Configurar servidores sin distribución

La configuración de un servidor de lenguaje como dato declarativo en Neovim 0.12: vim.lsp.config para describirlo, vim.lsp.enable para activarlo y la carpeta lsp del runtimepath como mecanismo de descubrimiento perezoso. Orden de fusión profunda, la carpeta after, el comando :lsp y el papel que le queda hoy a nvim-lspconfig.

⏱ 24 min

Durante casi una década, arrancar un servidor de lenguaje en Neovim exigió un plugin intermediario. No porque el editor careciera de cliente LSP —lo tiene integrado desde hace años—, sino porque faltaba la capa aburrida y decisiva: saber qué binario ejecutar, para qué tipos de fichero, desde qué directorio y con qué opciones. Esa capa vivía fuera del editor, y su ausencia dentro explicaba la sensación de que configurar el LSP era un rito de iniciación. En Neovim 0.12 esa capa forma parte del núcleo y nvim-lspconfig ha dejado de ser un requisito. Un servidor es una tabla de Lua registrada bajo un nombre, y activarlo es nombrarlo.

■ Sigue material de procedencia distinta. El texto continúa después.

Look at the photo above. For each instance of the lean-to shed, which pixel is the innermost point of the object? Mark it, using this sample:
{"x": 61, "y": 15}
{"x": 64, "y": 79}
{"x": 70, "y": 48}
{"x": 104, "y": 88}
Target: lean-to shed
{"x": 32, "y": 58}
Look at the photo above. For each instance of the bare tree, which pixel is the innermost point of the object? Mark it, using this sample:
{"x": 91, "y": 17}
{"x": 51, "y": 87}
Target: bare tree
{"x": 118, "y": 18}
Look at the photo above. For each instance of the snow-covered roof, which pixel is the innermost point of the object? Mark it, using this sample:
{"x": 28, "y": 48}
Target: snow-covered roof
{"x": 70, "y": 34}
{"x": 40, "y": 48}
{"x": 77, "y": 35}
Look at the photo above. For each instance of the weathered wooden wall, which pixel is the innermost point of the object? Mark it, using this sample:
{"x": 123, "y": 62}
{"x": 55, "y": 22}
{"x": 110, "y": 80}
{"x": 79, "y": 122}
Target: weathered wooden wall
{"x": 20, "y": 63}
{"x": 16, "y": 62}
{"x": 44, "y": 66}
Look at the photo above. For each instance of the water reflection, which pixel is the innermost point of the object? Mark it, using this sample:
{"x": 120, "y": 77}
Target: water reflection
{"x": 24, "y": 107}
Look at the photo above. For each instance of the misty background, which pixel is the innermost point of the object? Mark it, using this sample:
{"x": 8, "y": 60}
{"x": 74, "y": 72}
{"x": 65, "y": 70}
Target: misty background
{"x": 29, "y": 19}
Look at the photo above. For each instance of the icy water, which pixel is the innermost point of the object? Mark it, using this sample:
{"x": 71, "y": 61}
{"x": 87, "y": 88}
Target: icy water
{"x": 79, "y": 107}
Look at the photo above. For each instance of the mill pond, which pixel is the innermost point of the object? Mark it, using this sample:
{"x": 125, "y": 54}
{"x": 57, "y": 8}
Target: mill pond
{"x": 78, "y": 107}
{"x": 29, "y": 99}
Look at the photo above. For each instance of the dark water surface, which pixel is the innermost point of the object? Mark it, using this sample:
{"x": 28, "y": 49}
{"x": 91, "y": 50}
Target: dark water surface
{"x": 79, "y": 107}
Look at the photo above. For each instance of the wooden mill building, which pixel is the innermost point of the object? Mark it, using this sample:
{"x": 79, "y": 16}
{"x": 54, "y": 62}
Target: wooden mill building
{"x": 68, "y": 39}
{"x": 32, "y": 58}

Este capítulo desmonta ese mecanismo hasta el fondo, porque entenderlo bien es lo que te permite dejar de copiar fragmentos de configuración ajenos y empezar a escribir los tuyos con criterio.

🎯 Al terminar esta lección sabrás
  • Declarar la configuración de un servidor con vim.lsp.config y activarla con vim.lsp.enable.
  • Entender la carpeta lsp/ del runtimepath como descubrimiento perezoso y no como carga inmediata.
  • Dominar el orden de fusión entre comodín, ficheros lsp/, ficheros after/lsp/ y llamadas explícitas.
  • Inspeccionar y gobernar el resultado con :lsp, :checkhealth vim.lsp y las funciones de consulta.
  • Situar a nvim-lspconfig en su papel actual de repositorio de datos, no de motor.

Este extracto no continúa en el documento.